9回裏飯能1死一、三塁、ピンチを迎えマウンドに集まるエース吉田龍(右から2人目)ら埼玉平成の選手たち
飯能5―4埼玉平成
「春に負けた相手。絶対にリベンジする」(主将の谷嶌)。飯能に対し、並々ならぬ決意で挑んだ埼玉平成だが、目前で勝利はこぼれ落ちた。
三回に先発原田が4安打を浴び3点を先行されたが、ここから意地を見せる。救援したエース吉田龍が四、五回を打者3人で終えると3点を追う六回に打線が応えた。

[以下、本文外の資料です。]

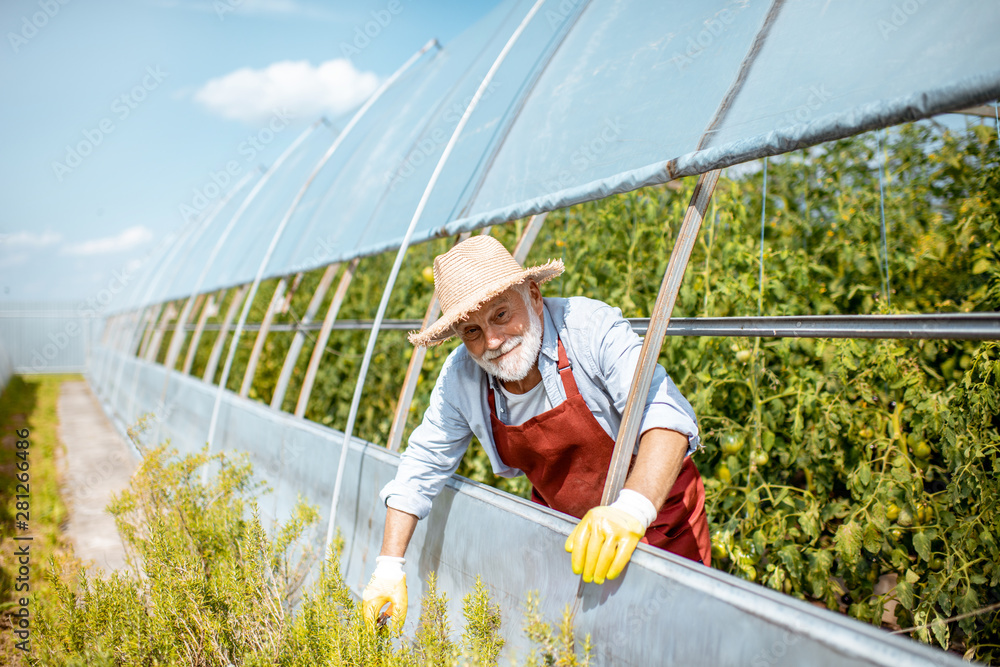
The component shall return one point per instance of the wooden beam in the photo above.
(150, 317)
(180, 330)
(299, 339)
(169, 313)
(211, 309)
(653, 342)
(258, 344)
(324, 336)
(213, 358)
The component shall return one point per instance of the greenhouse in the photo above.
(771, 195)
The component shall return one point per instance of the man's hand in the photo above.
(387, 585)
(603, 542)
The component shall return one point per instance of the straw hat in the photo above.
(468, 275)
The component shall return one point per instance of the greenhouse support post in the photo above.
(299, 339)
(653, 341)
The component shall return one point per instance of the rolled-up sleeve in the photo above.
(616, 349)
(433, 454)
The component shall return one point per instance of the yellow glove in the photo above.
(388, 584)
(603, 542)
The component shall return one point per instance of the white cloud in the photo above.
(16, 259)
(29, 240)
(225, 8)
(307, 92)
(128, 239)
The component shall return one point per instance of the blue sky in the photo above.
(113, 112)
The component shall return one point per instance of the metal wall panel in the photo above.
(662, 610)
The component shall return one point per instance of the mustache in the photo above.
(507, 346)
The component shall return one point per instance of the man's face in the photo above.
(505, 334)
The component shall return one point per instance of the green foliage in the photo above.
(556, 647)
(208, 586)
(28, 403)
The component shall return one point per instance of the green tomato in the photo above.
(722, 474)
(731, 443)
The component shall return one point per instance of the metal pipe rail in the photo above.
(944, 326)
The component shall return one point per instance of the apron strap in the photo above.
(565, 372)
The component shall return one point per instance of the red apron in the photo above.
(565, 454)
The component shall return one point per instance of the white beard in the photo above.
(523, 350)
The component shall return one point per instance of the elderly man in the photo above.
(542, 384)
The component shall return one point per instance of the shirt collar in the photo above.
(550, 337)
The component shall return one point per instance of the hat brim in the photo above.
(442, 329)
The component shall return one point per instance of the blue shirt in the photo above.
(604, 352)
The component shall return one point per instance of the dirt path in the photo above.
(97, 463)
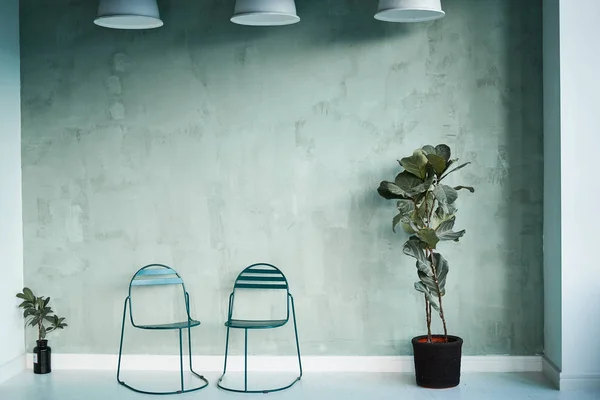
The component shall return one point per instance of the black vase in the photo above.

1死満塁で打席に向かった今井。直前には原田から「今までやってきた通りにやれば大丈夫」と言葉を受け、練習通りの広角打法を意識した。「ベンチの雰囲気が良く、スタンドからの声援も聞こえた」と、仲間の思いも乗せた打球は左中間への走者一掃の二塁打。同点となり、後続の犠飛で逆転に成功した。
逆転サヨナラ負けは悔しい結果だろう。それでも、酒巻監督は「春のままなら3点取られて終わっていた」とたたえた。春は崩れた守りが、この日は無失策で応えた。目指していた守備から攻撃につなげる自分たちの野球をやり遂げ、成長を示した夏となった。